Birkaç saat sonra Weed, yine ıssız diyarlarda avlanan bir grupla karşılaştı. Oberon ve arkadaşları avlanmayı henüz bitirmiş dinleniyorlardı. Hep tetikte olduklarından yaklaşan atlıyı erkenden fark ettiler.


"Neler oluyor..."


"Buraya doğru gelen yalnız bir oyuncu var!"


Oberon'un grubundaki herkes kafasını çevirip hayretle Weed'e baktılar.

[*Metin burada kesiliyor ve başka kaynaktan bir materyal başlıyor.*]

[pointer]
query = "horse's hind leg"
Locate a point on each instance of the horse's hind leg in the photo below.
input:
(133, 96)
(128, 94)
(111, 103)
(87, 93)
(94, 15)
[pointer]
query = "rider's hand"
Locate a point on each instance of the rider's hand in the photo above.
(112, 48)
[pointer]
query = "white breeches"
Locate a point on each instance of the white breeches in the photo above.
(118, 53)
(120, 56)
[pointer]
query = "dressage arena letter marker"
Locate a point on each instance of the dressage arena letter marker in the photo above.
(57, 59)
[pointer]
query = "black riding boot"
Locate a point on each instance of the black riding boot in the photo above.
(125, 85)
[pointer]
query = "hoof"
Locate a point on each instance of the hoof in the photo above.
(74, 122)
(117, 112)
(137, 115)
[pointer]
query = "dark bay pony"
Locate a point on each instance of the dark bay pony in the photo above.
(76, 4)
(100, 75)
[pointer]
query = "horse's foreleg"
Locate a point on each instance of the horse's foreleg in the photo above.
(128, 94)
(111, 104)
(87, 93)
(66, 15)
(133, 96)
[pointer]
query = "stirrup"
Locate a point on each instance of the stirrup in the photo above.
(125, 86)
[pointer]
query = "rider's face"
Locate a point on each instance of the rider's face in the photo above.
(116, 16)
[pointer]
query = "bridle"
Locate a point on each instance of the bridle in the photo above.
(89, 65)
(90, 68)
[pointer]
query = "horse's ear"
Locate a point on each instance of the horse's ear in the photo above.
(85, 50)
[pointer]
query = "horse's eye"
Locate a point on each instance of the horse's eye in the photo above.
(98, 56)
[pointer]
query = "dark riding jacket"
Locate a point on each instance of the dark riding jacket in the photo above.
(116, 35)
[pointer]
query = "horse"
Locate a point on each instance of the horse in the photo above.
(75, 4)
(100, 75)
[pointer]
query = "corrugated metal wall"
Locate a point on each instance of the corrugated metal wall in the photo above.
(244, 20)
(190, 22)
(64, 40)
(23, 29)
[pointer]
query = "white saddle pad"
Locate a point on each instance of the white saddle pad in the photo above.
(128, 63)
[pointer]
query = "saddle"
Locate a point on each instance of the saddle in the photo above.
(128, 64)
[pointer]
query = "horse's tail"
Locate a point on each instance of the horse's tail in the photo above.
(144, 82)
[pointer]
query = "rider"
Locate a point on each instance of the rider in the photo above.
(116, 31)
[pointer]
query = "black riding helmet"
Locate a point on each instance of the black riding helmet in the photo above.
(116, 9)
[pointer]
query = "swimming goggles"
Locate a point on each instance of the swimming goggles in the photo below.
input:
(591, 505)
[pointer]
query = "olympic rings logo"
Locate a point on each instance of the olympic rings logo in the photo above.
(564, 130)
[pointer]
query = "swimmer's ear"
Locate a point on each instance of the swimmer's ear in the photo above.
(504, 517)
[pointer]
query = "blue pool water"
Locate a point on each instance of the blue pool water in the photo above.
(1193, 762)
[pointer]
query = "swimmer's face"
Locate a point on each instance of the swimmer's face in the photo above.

Issız Diyarlar'a girdiklerinden beri ara vermeksizin canavarlarla savaşıyorlardı. Rosenheim Krallığı'nda olsalardı önlerine gelen her canavarla kolayca baş edebilmekle böbürlenebilirlerdi, ama burası farklıydı. Gerçek savaşın ne anlama geldiğini zor yoldan öğrenmişlerdi.


Cehennem Şövalyeleri, Yıldırım fırlatan büyücüler, Zehirli Lordlar, Karanlık Dansçılar, Gecenin Efendileri ve 350 seviyenin üzerinde envai çeşit yaratık tuzaklar kuruyorlar, pusuya yatıyorlar ölümcül büyüler yağdırıyor savaşta onlara yardımcı olacak yaratıklar çağırıyorlardı.


Bu topraklar grubu için gerçek bir meydan okuma olmuştu. Birkaç sefer seviyesi 400'ün üzerinde olan yaratıklarla karşılaşmışlar, maceralarının son bulmasına engel olmak için büyük çaba harcamaları gerekmişti. Her geçen gün gruptaki hava daha da kasvetli hale geliyordu.


Bu olaylardan sonra Weed'i gören Oberon'un gözleri mükemmel bir daire oluşturacak kadar açılmıştı.


"Burası tehlikeli. Burası Issız Diyarlar... Acele et, geri dön ve mümkün olduğu kadar çabuk uzaklaş buradan! Ya da hayır, geri dönmen için sana eşlik etmemiz daha iyi olur."


Oberon gerçekten soylu bir adamdı. Kendisi saldırıya uğradığında bile başkalarını korumaya hazırdı. Savaşçı sınıfı böyle dürüst, iyi huylu, kibar kişiler tarafından seçilirdi.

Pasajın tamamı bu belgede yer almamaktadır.